Cusimano, Natalie; Stadler, Tanja; Renner, Susanne S.
A new method for handling missing species in diversification analysis applicable to randomly or non-randomly sampled phylogenies.
In: Systematic biology, Vol. 61, No. 5: pp. 785-792
Chronograms from molecular dating are increasingly being used to infer rates of diversification and their change over time. A major limitation in such analyses is incomplete species sampling that moreover is usually nonrandom. While the widely used γ statistic with the Monte Carlo constant-rates test or the birth–death likelihood analysis with the ΔAICrc test statistic are appropriate for comparing the fit of different diversification models in phylogenies with random species sampling, no objective automated method has been developed for fitting diversification models to nonrandomly sampled phylogenies. Here, we introduce a novel approach, CorSiM, which involves simulating missing splits under a constant rate birth–death model and allows the user to specify whether species sampling in the phylogeny being analyzed is random or nonrandom. The completed trees can be used in subsequent model-fitting analyses.
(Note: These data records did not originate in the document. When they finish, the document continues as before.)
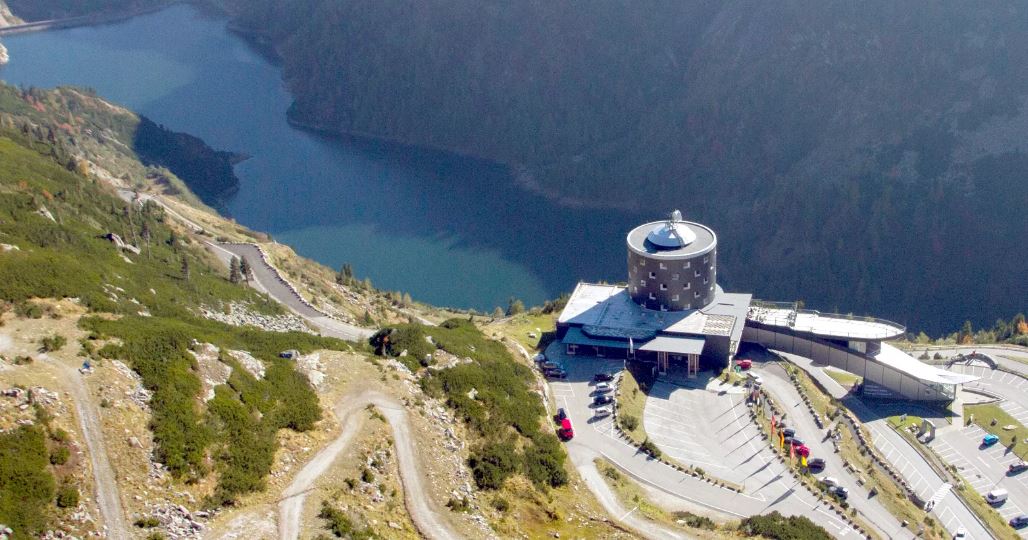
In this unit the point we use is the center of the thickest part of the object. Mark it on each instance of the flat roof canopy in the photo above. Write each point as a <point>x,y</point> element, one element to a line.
<point>675,346</point>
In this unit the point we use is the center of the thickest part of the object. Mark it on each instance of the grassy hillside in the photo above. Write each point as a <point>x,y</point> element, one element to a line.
<point>145,310</point>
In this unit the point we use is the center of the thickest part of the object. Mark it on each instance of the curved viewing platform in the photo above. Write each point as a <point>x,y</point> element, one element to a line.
<point>829,325</point>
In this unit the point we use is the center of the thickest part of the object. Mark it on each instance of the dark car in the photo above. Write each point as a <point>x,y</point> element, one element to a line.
<point>839,492</point>
<point>556,373</point>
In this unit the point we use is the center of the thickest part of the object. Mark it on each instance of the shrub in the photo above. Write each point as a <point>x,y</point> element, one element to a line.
<point>68,497</point>
<point>777,527</point>
<point>52,344</point>
<point>648,446</point>
<point>60,456</point>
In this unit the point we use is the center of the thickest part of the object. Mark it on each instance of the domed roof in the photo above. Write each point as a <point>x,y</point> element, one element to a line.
<point>672,233</point>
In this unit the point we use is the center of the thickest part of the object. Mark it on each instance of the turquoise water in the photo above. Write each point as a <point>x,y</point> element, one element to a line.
<point>449,229</point>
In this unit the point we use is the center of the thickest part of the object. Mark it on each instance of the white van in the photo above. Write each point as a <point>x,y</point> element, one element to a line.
<point>996,496</point>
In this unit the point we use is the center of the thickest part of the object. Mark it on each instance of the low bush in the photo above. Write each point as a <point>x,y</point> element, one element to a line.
<point>777,527</point>
<point>52,344</point>
<point>341,526</point>
<point>68,497</point>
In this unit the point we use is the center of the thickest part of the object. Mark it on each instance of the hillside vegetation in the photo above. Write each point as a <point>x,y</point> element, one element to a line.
<point>145,309</point>
<point>860,156</point>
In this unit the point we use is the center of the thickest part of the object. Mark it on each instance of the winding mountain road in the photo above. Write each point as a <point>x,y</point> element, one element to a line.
<point>429,523</point>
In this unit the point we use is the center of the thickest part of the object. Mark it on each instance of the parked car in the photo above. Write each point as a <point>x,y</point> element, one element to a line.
<point>566,432</point>
<point>556,373</point>
<point>996,497</point>
<point>1019,522</point>
<point>839,492</point>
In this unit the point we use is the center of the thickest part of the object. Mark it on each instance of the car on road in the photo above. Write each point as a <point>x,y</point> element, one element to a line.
<point>566,432</point>
<point>996,497</point>
<point>839,492</point>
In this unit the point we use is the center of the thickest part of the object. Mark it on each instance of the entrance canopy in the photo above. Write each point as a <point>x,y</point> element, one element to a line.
<point>674,345</point>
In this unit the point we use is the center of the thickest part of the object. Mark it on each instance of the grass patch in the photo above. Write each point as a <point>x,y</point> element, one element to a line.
<point>631,401</point>
<point>492,395</point>
<point>992,419</point>
<point>845,379</point>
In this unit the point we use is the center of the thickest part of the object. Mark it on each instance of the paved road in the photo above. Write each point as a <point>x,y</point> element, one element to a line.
<point>776,382</point>
<point>951,512</point>
<point>266,278</point>
<point>430,523</point>
<point>774,489</point>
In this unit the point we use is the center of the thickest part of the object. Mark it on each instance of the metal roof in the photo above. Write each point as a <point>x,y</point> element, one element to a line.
<point>673,345</point>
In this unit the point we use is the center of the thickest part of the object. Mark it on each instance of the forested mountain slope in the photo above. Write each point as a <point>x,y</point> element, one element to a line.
<point>867,156</point>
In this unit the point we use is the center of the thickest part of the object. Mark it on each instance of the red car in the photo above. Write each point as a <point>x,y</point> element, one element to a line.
<point>565,432</point>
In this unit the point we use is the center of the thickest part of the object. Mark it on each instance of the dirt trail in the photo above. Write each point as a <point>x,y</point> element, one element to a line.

This is fundamentally different from previous diversification rate estimation methods, which were based on null distributions derived from the incomplete trees. CorSiM is automated in an R package and can easily be applied to large data sets.We illustrate the approach in two Araceae clades, one with a random species sampling of 52% and one with a nonrandom sampling of 55%. In the latter clade, the CorSiM approach detects and quantifies an increase in diversification rate, whereas classic approaches prefer a constant rate model; in the former clade, results do not differ among methods (as indeed expected since the classic approaches are valid only for randomly sampled phylogenies). The CorSiM method greatly reduces the type I error in diversification analysis, but type II error remains a methodological problem.